After World War I, Lodge became Chairman of the Senate Committee on Foreign Relations and the leader of the Senate Republicans. From that position, he led the opposition to Wilson's Treaty of Versailles, proposing 14 reservations to the treaty.[3] His strongest objection was to the requirement that all nations repel aggression, fearing that this would erode congressional powers and erode American sovereignty; those objections had a major role in producing the veto power of the United Nations Security Council. Lodge remained in the Senate until his death in 1924.
Early life and education[edit]
Lodge was born in Beverly, Massachusetts. His father was John Ellerton Lodge of the Lodge family. His mother was Anna Cabot, a member of the Cabot family,[5] through whom he was a great-grandson of George Cabot. Lodge was a Boston Brahmin. He grew up on Boston's Beacon Hill and spent part of his childhood in Nahant, Massachusetts, where he witnessed the 1860 kidnapping of a classmate and gave testimony leading to the arrest and conviction of the kidnappers.[6] When the Civil War broke out in 1861, Lodge's father wanted to ride into battle at the head of a cavalry regiment he had personally put together, but his father missed the chance, possibly due to a bad knee from a riding injury, and in September 1862, Lodge's father suddenly died.[7] He was cousin to the American polymath Charles Peirce.
In 1872, he graduated from Harvard College, where he was a member of Delta Kappa Epsilon, the Porcellian Club, and the Hasty Pudding Club. In 1874, he graduated from Harvard Law School, and was admitted to the bar in 1875, practicing at the Boston firm now known as Ropes & Gray.[8]
Historian[edit]
After traveling through Europe, Lodge returned to Harvard, and, in 1876, became one of the earliest recipients of a Ph.D. in history from an American university.[9][10] Lodge's dissertation, "The Anglo-Saxon Land Law," was published in a compilation "Essays in Anglo-Saxon Law," alongside his Ph.D. classmates: James Laurence Laughlin on "The Anglo-Saxon Legal Procedure" and Ernest Young on "The Anglo-Saxon Family Law." All three were supervised by Henry Adams, who contributed "The Anglo-Saxon Courts of Law".[10][11] Lodge maintained a lifelong friendship with Adams.[12]
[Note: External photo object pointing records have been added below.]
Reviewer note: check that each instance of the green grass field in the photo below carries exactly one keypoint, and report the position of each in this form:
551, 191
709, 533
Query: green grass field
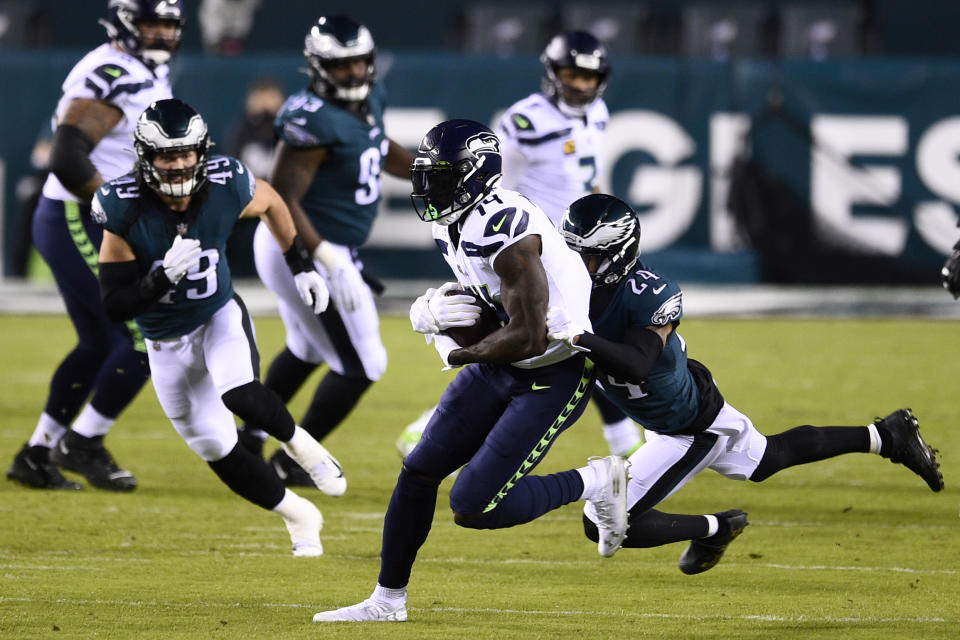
854, 547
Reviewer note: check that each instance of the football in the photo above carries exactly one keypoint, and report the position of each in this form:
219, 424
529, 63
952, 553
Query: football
487, 323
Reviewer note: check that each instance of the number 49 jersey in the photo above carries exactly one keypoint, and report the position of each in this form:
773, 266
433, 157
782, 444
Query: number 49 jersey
499, 221
149, 227
341, 202
678, 395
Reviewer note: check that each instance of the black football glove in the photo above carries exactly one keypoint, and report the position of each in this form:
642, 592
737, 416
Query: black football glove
950, 273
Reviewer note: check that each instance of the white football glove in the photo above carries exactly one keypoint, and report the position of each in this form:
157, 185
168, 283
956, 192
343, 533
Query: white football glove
183, 255
313, 290
435, 311
347, 288
559, 327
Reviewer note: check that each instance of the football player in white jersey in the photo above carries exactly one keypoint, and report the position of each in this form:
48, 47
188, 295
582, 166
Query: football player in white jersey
519, 391
551, 146
104, 94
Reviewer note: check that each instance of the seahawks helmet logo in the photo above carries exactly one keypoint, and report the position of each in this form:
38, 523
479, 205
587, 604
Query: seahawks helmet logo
668, 311
483, 142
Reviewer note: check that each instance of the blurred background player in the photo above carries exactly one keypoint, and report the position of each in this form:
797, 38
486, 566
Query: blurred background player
251, 139
163, 262
644, 368
331, 153
103, 96
552, 144
501, 414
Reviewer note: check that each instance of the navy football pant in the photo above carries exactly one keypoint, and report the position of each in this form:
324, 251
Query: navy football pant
104, 361
500, 421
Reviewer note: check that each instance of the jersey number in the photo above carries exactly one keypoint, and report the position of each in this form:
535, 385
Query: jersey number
369, 178
204, 275
591, 163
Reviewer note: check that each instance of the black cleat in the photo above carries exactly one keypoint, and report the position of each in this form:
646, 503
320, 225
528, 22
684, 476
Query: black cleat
704, 553
32, 468
89, 458
289, 472
900, 441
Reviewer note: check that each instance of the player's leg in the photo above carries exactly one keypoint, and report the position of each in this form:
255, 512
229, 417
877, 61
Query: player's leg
74, 377
231, 356
191, 401
895, 437
468, 408
622, 434
496, 489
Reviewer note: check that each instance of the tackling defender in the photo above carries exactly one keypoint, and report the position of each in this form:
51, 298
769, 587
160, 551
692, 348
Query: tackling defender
644, 369
162, 262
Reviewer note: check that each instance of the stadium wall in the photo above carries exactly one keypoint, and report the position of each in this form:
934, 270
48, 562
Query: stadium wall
864, 152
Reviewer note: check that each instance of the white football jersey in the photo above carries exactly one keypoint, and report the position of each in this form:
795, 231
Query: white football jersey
500, 220
549, 157
124, 81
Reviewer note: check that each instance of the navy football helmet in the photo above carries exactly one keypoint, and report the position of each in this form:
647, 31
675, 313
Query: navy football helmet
124, 18
166, 126
574, 50
605, 231
335, 41
458, 163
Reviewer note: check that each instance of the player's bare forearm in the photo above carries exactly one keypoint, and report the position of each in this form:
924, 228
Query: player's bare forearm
398, 161
524, 294
270, 207
293, 173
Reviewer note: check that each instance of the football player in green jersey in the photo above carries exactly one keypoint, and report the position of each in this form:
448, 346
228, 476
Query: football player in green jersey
644, 369
331, 152
162, 263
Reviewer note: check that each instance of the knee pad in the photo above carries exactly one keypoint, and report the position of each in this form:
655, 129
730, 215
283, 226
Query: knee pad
209, 447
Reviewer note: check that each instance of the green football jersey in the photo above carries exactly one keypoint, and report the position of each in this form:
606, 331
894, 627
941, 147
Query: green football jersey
342, 200
668, 400
149, 227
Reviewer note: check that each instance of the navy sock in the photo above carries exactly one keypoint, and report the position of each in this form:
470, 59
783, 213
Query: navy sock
405, 527
804, 444
119, 380
249, 477
71, 384
654, 528
528, 499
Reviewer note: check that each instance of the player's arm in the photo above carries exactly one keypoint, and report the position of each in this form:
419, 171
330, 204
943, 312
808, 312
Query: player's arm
83, 125
524, 294
293, 173
398, 161
270, 207
124, 292
632, 358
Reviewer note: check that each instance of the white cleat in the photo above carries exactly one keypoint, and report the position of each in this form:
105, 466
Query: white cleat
369, 610
610, 503
304, 522
323, 468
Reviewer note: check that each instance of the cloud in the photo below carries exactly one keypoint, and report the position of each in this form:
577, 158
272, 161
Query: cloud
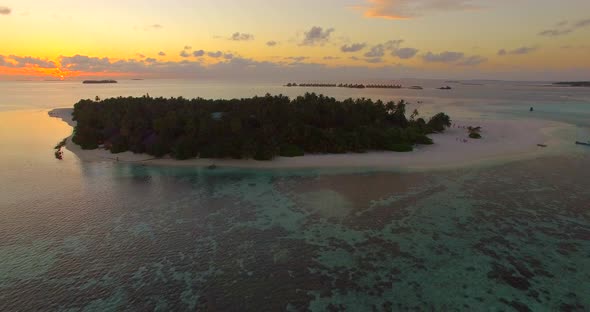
241, 37
355, 47
25, 61
405, 53
234, 69
393, 47
374, 60
376, 51
443, 57
519, 51
217, 54
565, 27
317, 36
582, 23
406, 9
456, 58
472, 60
555, 32
85, 63
296, 59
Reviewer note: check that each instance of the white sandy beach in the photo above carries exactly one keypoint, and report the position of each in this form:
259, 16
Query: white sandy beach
502, 139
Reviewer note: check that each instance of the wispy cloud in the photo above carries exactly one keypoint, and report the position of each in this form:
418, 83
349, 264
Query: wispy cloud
452, 57
5, 10
443, 57
406, 9
472, 60
391, 47
317, 36
565, 27
355, 47
518, 51
216, 54
16, 61
405, 53
241, 37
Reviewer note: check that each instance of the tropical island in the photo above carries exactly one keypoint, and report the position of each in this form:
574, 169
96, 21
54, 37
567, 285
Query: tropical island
98, 81
344, 85
259, 128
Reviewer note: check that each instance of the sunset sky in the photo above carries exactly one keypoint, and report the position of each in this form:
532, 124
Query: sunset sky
321, 39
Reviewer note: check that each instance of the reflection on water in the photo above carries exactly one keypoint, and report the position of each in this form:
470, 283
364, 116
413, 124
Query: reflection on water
111, 237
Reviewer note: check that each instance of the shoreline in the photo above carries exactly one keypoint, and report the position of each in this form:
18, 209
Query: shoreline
502, 140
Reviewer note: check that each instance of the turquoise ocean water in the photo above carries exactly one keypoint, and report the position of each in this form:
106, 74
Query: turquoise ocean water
503, 236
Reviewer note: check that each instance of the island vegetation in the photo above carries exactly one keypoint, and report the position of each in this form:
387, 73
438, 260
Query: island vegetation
58, 152
474, 132
345, 85
260, 127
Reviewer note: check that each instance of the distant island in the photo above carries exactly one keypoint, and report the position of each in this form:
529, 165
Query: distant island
345, 85
573, 83
259, 128
98, 81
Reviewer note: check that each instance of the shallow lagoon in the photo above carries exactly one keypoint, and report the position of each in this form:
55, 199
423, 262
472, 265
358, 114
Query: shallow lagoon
104, 236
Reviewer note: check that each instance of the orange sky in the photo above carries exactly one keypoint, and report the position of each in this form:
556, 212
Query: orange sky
187, 39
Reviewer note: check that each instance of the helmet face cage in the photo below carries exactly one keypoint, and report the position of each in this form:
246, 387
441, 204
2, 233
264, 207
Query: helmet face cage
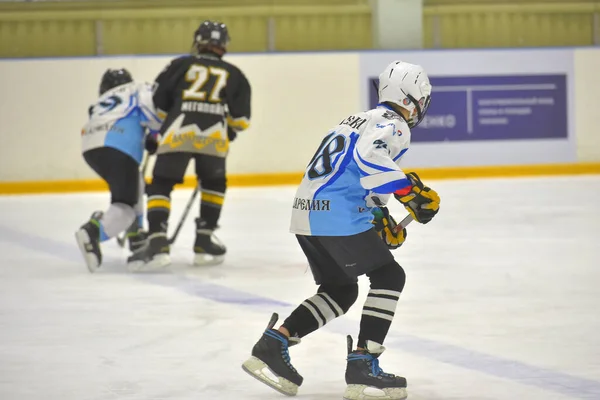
421, 106
113, 78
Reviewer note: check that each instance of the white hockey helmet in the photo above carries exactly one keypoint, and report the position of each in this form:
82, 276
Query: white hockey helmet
406, 85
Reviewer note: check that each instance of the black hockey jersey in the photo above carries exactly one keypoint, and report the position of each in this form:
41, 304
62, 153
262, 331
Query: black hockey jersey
200, 97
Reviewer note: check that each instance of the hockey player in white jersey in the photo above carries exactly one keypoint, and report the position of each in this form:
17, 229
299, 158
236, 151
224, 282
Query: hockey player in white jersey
121, 124
347, 182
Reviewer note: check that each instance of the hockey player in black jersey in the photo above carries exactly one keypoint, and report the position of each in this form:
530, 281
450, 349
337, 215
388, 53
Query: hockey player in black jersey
205, 101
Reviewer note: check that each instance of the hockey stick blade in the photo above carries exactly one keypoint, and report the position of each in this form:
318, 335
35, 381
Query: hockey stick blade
186, 211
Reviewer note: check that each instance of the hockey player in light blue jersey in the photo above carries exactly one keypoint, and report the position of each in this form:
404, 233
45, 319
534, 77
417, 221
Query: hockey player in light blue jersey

As a popular historian of the United States, Lodge focused on the early Federalist Era. He published biographies of George Washington and the prominent Federalists Alexander Hamilton, Daniel Webster, and his great-grandfather George Cabot, as well as A Short History of the English Colonies in America. In 1898, he published The Story of the Revolution in serial form in Scribner's Magazine.
Lodge was elected a Fellow of the American Academy of Arts and Sciences in 1878.[13] In 1881, he was elected a member of the American Antiquarian Society.[14] He was also a member of the Massachusetts Historical Society, and served as its president from 1915 to 1924.[15] As such, Lodge penned a preface to The Education of Henry Adams (which had been written by Adams in 1905 and printed in a private edition for family and friends) when this classic autobiography was posthumously published by the Massachusetts Historical Society in September 1918.
In 1871, he married Anna "Nannie" Cabot Mills Davis,[47] daughter of Admiral Charles Henry Davis. They had three children:[48]
On November 5, 1924, Lodge suffered a severe stroke while recovering in the hospital from surgery for gallstones.[51] He died four days later at the age of 74.[52]
He was interred in the Mount Auburn Cemetery in Cambridge, Massachusetts.[53]